Finalement les coups cessèrent d'arriver. Je ne m'en rendis pas compte mais compris seulement que c'était fini que on vint me voir pour m'aider à me relever. Je repoussais les mains aidantes fermement et me levais tout seul. Je grimaçais de douleur mais il était hors de question que je tombe au sol.
Je dus m'y prendre plusieurs fois mais je finis par tenir debout. Mes jambes tremblaient insupportablement et je n'arrivais pas à redresser mon dos. Mais j'étais debout.
Je pensais que c'étaient juste mes oreilles qui avaient arrêté de marcher mais je me rendis compte qu'il n'y avait juste rien à entendre. Les aristocrates qui au début avaient l'air d'avoir hâte d'assister au spectacle gardaient à présent la tête baissée de gène. Ils n'osaient pas me regarder à cause du sang qui séchait déjà sur mes jambes mais surtout à cause des plaies béantes dans mon dos.
Visiblement ils ne s'étaient pas attendus à un spectacle aussi sanglant. Il fallait leur accorder que la duchesse m'avait asséné un nombre inhumain de coups. Rien que le fait de traiter un être humain de la sorte était inacceptable mais la duchesse battait tous les records.
Les rumeurs au sujet de sa cruauté allaient s'envoler après ce bal c'était sûr.
Je me tournais vers la duchesse et la fixais droit dans les yeux. Je ne m'étais attendu à aucune once d'humanité dans son regard et j'avais raison. Aucun sentiment ne transparaissait de ses yeux clairs. Elle n'avait pas l'air le moins du monde touchée par la cruauté de son action.
Dès le premier regard j'avais su que cette femme était différente des autres êtres vivants. La voir accueillir la mort avec indifférence avait confirmé cette première impression mais maintenant je commençais à me demander si elle n'était pas la mort en personne.
Elle n'avait rien d'humain c'était sûr. C'était peut-être pour cela qu'elle n'avait pas réagi quand je l'étranglais. Elle n'avait pas vu la mort parce que elle ne pouvait pas mourir cela expliquant son manque de réaction. Ou peut-être la mort elle-même était celle qui avait eu peur en voyant la duchesse.
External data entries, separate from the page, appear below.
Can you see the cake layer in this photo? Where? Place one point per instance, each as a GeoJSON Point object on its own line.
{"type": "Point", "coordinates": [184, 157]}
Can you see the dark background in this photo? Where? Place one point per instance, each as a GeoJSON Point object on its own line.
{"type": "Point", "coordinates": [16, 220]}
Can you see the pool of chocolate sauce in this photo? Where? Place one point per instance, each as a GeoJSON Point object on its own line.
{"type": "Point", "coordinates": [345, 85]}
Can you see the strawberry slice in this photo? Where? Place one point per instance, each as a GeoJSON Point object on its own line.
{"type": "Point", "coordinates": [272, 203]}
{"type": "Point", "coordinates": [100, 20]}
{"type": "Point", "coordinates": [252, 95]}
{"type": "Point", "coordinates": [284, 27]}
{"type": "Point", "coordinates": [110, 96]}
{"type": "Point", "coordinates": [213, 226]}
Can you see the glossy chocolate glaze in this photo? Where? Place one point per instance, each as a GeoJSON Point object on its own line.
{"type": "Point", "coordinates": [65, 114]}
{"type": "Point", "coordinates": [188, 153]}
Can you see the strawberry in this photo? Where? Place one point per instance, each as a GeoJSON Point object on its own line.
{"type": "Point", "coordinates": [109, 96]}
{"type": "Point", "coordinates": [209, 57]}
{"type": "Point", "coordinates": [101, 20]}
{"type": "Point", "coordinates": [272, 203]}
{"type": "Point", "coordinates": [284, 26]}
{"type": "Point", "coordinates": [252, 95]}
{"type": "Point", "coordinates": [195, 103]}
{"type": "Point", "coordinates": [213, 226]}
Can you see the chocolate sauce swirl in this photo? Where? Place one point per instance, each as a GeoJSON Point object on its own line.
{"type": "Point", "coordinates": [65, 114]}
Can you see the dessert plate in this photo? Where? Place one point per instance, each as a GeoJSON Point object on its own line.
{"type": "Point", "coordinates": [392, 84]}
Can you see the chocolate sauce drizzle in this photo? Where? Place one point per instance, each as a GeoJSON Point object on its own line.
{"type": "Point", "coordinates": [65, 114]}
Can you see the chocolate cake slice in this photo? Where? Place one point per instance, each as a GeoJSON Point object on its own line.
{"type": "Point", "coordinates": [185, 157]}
Ceux qui nous frappaient avec amusement n'avaient rien d'humain non plus. Ils oubliaient que nous étions leurs égales pour pouvoir nous faire souffrir sans avoir des problèmes de conscience. Hors le prix à payer était leur humanité. Je ne leur en voulais pas vraiment car n'ayant pas de morales ils ne pouvaient être de bonnes personnes.
Mais la duchesse était bien pire qu'eux. Elle avait beau être étrange je sentais qu'elle avait un sens de la morale. Bien à elle certes mais il était là. Hors quand je la regardais dans les yeux je ne voyais rien. Aucun sentiment. Pas d'amusement pas de gêne et surtout pas de honte. Si c'était l'effet que lui faisait de faire souffrir un autre être vivant alors elle avait tout d'un monstre.
Je détournais le regard. Elle ne méritait pas mon intérêt le plus infime soit-il.
Je dis quelques pas douloureux et voyant ma difficulté Audrey et Jean accourèrent pour m'aider. Je les repoussais au début mais fini par accepter leurs mains tendues et ils me firent sortir de cette salle de bal sous les yeux pesants des invités.
J'entendis la musique reprendre derrière moi comme si de rien n'était mais les invités ne se remirent pas à danser tant que je n'avais pas complètement disparu.
Jean et Audrey sous le choc ne me dirent aucun mot jusqu'à notre arrivée dans la chambre du médecin. Ils n'avaient pas vraiment besoin de parler. Leur soutient était assez explicite en soit.
Audrey savait exactement ce que je ressentais et j'avais peur que d'avoir revu cette scène lui ai fais perdre toute illusion de bonheur qu'elle avait pu avoir précédemment.
Mais pour Jean tout cela était nouveau. Je me demandais ce qu'il se disait dans sa tête. Il était choqué cela ne faisait aucun doute mais je me demandais quelles proportions ce choc pouvait avoir.
Il avait idolâtré la duchesse depuis des mois mais la voir ainsi avait sûrement changé pas mal de choses. Ce n'était pas pour le pire. Un monstre n'avait aucune raison d'être admiré.